A necessidade constante de estar conectado às redes, seja pela dependência de estímulos e microdoses de dopamina criada pelo seu funcionamento ou pelas facilidades que ela convence o usuário que traz a seu cotidiano, faz com que seja muito difícil subitamente abandoná-las, ou mesmo trocar os sites hegemônicos por possíveis alternativas, já que não há como convencer todo o resto da base de usuários a fazer a mesma troca simultaneamente. Para quem tem necessidades profissionais (como divulgar um determinado serviço), a situação de lock-in é ainda mais grave. O autor argumenta que “O Facebook e outras empresas Bummer […] tem tanto controle sobre a atenção de tanta gente e por tanto tempo do dia que se tornaram os guardiões do cérebro. […] É o início de uma máfia existencial.” (2018, p.154). É uma armadilha em certa medida análoga à do povo alemão conforme os mandos do Partido Nazista se tornavam injustificáveis. Nas palavras de Arendt: “a sociedade alemã de 80 milhões de pessoas se protegeu contra a realidade e os fatos […] com o mesmo auto-engano, mentira e estupidez […] tão comum, quase um requisito moral para sobrevivência.”. (1999, p.65.)

Usando exemplos ainda um pouco mais sinistros, mas ainda para evidenciar como a consciência é suscetível ao contexto, podemos notar como cada autor tem histórias sobre a maleabilidade da relação das pessoas com a morte. Arendt se vale de relatos dos últimos meses da guerra, quando o extermínio generalizado dos judeus já não era segredo para ninguém, em que cidadãs alemãs aparecem dispostas a irem elas mesmas para as câmaras de gás no momento em que a derrota do Reich se tornasse iminente, inclusive agradecendo a Hitler por disponibilizar tal estrutura a esses fins. (1999, p. 126–127). Já Lanier trata da empresa aberta pela Google com a pretensão de “resolver a morte”, de como o Facebook criou mecanismos para que se um usuário falecer, sua página de perfil no site se torne um memorial oficial e de como diretores de empresas do Vale do Silício se preocupam seriamente em organizar todo o conhecimento humano não para a própria humanidade, mas para a vida de inteligência artificial que acreditam que herdará a Terra no futuro. (2018, p. 173–175)

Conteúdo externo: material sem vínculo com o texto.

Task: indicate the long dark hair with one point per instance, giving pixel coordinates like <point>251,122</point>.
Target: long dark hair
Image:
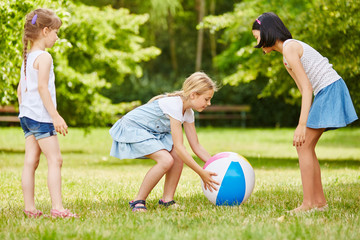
<point>271,29</point>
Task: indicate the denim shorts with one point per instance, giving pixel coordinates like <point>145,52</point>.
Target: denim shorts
<point>38,129</point>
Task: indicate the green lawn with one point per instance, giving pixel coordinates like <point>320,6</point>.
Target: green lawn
<point>98,187</point>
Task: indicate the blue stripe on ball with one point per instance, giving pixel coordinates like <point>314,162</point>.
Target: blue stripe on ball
<point>233,186</point>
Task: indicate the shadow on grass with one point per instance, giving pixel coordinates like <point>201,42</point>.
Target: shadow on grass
<point>257,163</point>
<point>22,151</point>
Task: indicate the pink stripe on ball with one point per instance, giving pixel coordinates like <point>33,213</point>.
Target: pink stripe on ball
<point>216,157</point>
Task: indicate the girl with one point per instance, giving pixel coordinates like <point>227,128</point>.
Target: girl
<point>332,107</point>
<point>154,130</point>
<point>38,116</point>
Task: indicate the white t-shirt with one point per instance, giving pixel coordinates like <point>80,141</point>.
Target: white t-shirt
<point>318,69</point>
<point>173,107</point>
<point>31,103</point>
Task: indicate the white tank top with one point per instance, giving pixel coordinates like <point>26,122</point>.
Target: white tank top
<point>318,69</point>
<point>31,104</point>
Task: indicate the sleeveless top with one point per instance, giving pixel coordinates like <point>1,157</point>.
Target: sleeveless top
<point>31,103</point>
<point>318,69</point>
<point>150,121</point>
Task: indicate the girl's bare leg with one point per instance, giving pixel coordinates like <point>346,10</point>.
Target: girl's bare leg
<point>32,158</point>
<point>172,178</point>
<point>310,172</point>
<point>164,162</point>
<point>50,147</point>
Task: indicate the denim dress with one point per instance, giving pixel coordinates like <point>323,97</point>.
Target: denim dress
<point>142,131</point>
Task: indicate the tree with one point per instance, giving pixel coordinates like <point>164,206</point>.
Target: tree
<point>329,26</point>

À parte de ambições metafísicas, a massificação das relações via internet traz consequências mortais práticas, desde linchamentos e atentados a tiro resultantes de boatos até o boicote à vacinação de crianças, bastante difundido e supostamente embasado por teorias conspiratórias que circulam online — o funcionamento dos algoritmos é autocentrado, de modo a manter o usuário cada vez mais ativo, portanto estimular a paranoia e o extremismo é bastante eficiente. “Não existe nenhum gênio maligno sentado em um cubículo de uma empresa de mídia social calculando e concluindo que fazer mal às pessoas é ‘engajador’ e, portanto, mais lucrativo que fazê-las se sentirem bem.” (LANIER, 2018, p.30)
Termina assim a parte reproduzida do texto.